This work addresses the problem of autonomous resource management in heterogeneous satellite cluster conducting Earth Observation (EO) missions including optical and Synthetic Aperture Radar (SAR) satellites. In autonomous operation mode, satellites are equipped with intelligent capabilities enabling real-time decision-making based on the latest conditions, while requiring minimal interaction with ground operators. Traditional scheduling approaches typically rely on mathematical models to represent satellite mission and resource management. Then, this problem is solved by using optimization algorithms. However, such solutions become less effective when the underlying models are not available, over complex, and inaccurate due to dynamic changes and uncertainties inherent in the space mission environment. A promising alternative is to reformulate the problem as a sequential decision-making process and apply model-free reinforcement learning techniques to enable adaptive and real-time resource management. To this end, we propose a novel transformer-based architecture tailored for heterogeneous satellite cluster autonomous EO Mission with relational observations-actions tokenization and differential attention mechanism. Our experimental results demonstrate significant performance improvements compared to the available baselines. Moreover, the proposed architecture exhibits strong adaptability and transferability with respect to varying numbers of satellite clusters.

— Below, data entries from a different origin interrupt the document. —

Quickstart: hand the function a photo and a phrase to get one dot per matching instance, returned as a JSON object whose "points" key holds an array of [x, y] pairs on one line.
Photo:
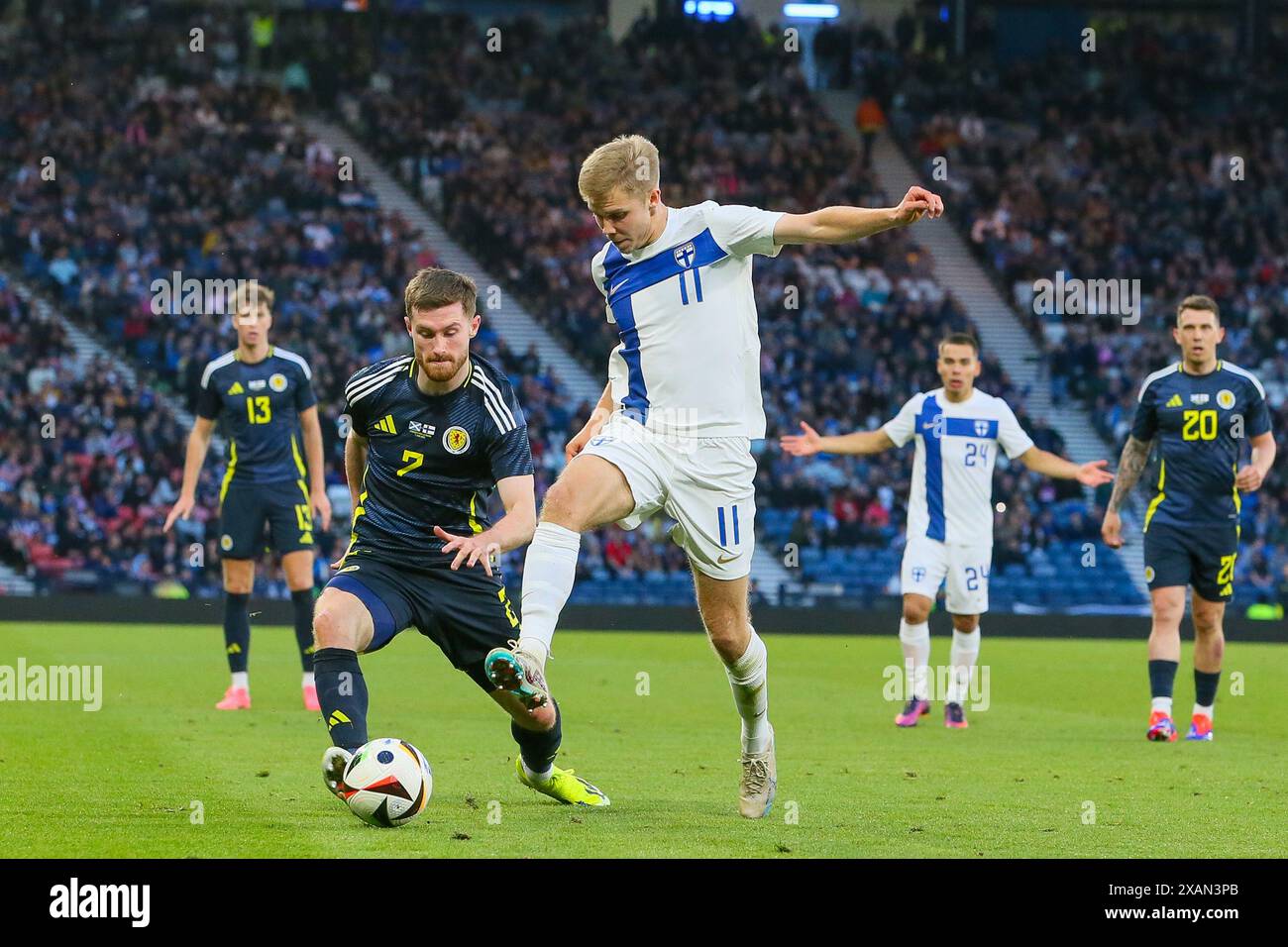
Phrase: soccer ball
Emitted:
{"points": [[387, 783]]}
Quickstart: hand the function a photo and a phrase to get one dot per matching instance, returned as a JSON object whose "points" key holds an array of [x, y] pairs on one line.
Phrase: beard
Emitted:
{"points": [[442, 371]]}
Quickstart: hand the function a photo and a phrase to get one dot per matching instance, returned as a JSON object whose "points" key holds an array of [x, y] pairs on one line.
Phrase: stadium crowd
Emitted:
{"points": [[848, 333], [235, 187], [1158, 159]]}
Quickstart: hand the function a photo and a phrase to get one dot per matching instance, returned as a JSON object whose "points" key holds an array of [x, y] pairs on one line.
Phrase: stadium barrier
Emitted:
{"points": [[771, 618]]}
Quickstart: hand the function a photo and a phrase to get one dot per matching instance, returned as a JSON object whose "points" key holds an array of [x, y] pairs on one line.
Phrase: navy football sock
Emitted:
{"points": [[539, 748], [301, 602], [1162, 676], [342, 694], [1205, 686], [236, 630]]}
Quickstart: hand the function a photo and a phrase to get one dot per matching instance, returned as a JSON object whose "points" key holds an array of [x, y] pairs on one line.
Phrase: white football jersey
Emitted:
{"points": [[690, 359], [952, 474]]}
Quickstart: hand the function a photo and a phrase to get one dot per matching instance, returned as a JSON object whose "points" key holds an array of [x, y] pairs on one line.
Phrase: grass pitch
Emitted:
{"points": [[1056, 767]]}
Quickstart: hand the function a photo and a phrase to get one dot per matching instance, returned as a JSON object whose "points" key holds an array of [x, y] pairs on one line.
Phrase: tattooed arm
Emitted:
{"points": [[1131, 466]]}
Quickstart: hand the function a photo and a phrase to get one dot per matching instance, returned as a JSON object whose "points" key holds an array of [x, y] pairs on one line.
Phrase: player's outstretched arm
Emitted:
{"points": [[198, 442], [601, 412], [1131, 466], [318, 500], [1093, 474], [513, 530], [1262, 457], [840, 224], [811, 442]]}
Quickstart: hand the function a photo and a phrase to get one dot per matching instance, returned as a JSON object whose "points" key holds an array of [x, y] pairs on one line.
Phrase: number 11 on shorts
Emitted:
{"points": [[730, 517]]}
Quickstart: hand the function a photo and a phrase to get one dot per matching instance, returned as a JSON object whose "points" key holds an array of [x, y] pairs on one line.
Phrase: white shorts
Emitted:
{"points": [[926, 564], [706, 484]]}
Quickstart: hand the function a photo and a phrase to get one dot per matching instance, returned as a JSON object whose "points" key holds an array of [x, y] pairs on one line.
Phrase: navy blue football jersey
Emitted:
{"points": [[1201, 421], [432, 460], [259, 406]]}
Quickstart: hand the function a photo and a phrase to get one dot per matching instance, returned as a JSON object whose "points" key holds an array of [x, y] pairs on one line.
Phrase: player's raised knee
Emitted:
{"points": [[331, 626], [561, 508], [915, 612]]}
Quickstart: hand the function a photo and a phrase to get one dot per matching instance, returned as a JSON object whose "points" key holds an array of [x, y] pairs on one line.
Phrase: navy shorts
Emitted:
{"points": [[1201, 556], [464, 612], [245, 509]]}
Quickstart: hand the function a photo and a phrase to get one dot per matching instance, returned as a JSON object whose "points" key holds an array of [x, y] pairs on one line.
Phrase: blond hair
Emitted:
{"points": [[433, 289], [252, 295], [629, 162], [1202, 304]]}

翻译：本文针对执行光学与合成孔径雷达（SAR）卫星等对地观测任务中异构卫星集群的自主资源管理问题。在自主运行模式下，卫星配备智能能力，能够基于最新条件实施实时决策，同时最大限度减少与地面操作员的交互。传统调度方法通常依赖数学模型表征卫星任务与资源管理，进而采用优化算法求解。然而，当底层模型不可用、过度复杂或由于空间任务环境固有的动态变化与不确定性而存在误差时，此类解决方案的有效性会降低。一个有前景的替代方案是将该问题重构为序列决策过程，并应用无模型强化学习技术实现自适应实时资源管理。为此，我们提出一种新颖的基于Transformer的架构，该架构专为异构卫星集群自主对地观测任务设计，包含关系型观测-动作标记化与差分注意力机制。实验结果表明，与现有基线相比，该方法在性能上取得显著提升。此外，所提架构在不同卫星集群数量下展现出强大的适应性与可迁移性。